Patient was heterozygous for a de novo variant in SAMD9L; NM_152703.4:c.2686T>G, p.(Phe896Val). The variant has previously not been reported to our knowledge. It is a missense mutation and generates an amino acid change, phenylalanine to valine, in a highly conserved region. In silico tools (SIFT, Mutation Taster, Align GVGD and PolyPhen2) predict the variant as deleterious.
Whole exome sequencing and data filtering
Extraction of DNA was performed from whole blood using QIA Symphony DSP DNA Mini Kit (Qiagen, Hilden, Germany), according to the manufacturer's instructions and was subjected to whole‐exome sequencing (WES). DNA library preparation and exome capturing was preformed using the Agilent Sureselect Clinical Research Exome v2. Sequencing was undertaken with paired-end 150 base pair reads using Illumina NextSeq500.
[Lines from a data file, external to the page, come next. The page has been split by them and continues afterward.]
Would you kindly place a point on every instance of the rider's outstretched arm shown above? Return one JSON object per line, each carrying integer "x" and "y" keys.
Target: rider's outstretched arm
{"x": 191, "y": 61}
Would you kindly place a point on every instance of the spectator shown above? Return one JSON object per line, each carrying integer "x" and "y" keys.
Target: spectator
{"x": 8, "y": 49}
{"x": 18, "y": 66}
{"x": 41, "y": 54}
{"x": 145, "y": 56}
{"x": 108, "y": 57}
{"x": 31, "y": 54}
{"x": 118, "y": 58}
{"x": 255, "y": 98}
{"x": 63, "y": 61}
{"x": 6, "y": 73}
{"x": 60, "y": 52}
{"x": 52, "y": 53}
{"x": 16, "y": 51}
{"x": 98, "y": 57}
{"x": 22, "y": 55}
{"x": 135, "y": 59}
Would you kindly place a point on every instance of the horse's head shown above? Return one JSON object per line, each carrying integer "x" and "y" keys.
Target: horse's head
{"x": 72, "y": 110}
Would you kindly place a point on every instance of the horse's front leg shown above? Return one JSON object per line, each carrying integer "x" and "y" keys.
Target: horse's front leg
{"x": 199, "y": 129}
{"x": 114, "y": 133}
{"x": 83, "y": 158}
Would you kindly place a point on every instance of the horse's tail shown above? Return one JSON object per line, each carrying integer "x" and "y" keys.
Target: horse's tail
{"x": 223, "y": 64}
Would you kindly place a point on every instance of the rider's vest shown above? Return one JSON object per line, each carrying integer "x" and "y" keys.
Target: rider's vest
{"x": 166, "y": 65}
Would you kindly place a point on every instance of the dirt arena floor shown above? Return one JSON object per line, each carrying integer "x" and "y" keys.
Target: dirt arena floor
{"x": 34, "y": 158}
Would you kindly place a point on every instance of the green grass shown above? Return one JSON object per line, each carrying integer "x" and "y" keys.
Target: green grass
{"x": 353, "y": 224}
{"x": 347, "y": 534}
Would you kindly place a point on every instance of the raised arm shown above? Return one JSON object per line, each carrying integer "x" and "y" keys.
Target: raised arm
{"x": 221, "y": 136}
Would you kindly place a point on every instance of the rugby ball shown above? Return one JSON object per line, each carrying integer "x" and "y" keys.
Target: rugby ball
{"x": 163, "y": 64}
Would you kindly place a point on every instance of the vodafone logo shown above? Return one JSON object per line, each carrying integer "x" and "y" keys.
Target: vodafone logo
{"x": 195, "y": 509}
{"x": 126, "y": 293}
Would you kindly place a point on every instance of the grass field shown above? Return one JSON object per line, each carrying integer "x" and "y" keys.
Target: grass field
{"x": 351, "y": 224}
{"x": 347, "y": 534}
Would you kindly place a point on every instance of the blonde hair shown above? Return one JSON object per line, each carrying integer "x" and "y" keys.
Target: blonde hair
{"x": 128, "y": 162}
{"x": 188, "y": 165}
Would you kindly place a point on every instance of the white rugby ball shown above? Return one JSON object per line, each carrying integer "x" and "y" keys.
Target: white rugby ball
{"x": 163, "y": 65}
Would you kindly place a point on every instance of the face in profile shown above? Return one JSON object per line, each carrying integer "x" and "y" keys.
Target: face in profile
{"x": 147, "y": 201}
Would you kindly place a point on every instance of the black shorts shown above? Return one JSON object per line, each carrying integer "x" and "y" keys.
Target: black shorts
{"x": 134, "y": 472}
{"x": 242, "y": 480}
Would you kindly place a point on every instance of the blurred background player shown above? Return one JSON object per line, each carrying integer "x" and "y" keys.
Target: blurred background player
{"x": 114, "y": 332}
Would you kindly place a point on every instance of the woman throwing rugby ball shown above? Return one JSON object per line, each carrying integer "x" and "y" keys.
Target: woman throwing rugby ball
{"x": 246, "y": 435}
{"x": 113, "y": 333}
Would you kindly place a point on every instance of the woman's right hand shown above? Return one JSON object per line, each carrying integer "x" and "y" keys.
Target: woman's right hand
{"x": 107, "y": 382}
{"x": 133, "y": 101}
Sequence reads were aligned to the reference genome (hg19) using CLC biomedical workbench and variant calling was also performed with CLC biomedical workbench. Filtering of called variants was performed in several steps using Bench Lab NGS. We analyzed known disease-causing genes within the OMIM database. Further filtering was done to predict pathogenic variants (using SIFT, Mutation Taster, Align GVGD and PolyPhen2) and the level of conservation. How common the variants are in the population (using ExAC, Exome Aggregation Consortium project, 1,000 Genome; NHLBI Exome Sequencing Project (ESP)) were investigated to reduce the number of variants.
Confirmation of variants and analysis of parental samples was undertaken by Sanger sequencing according to standard procedures of the manufacturer (Thermo Fisher Scientific) Genomic DNA from the patient and the parents were analyzed.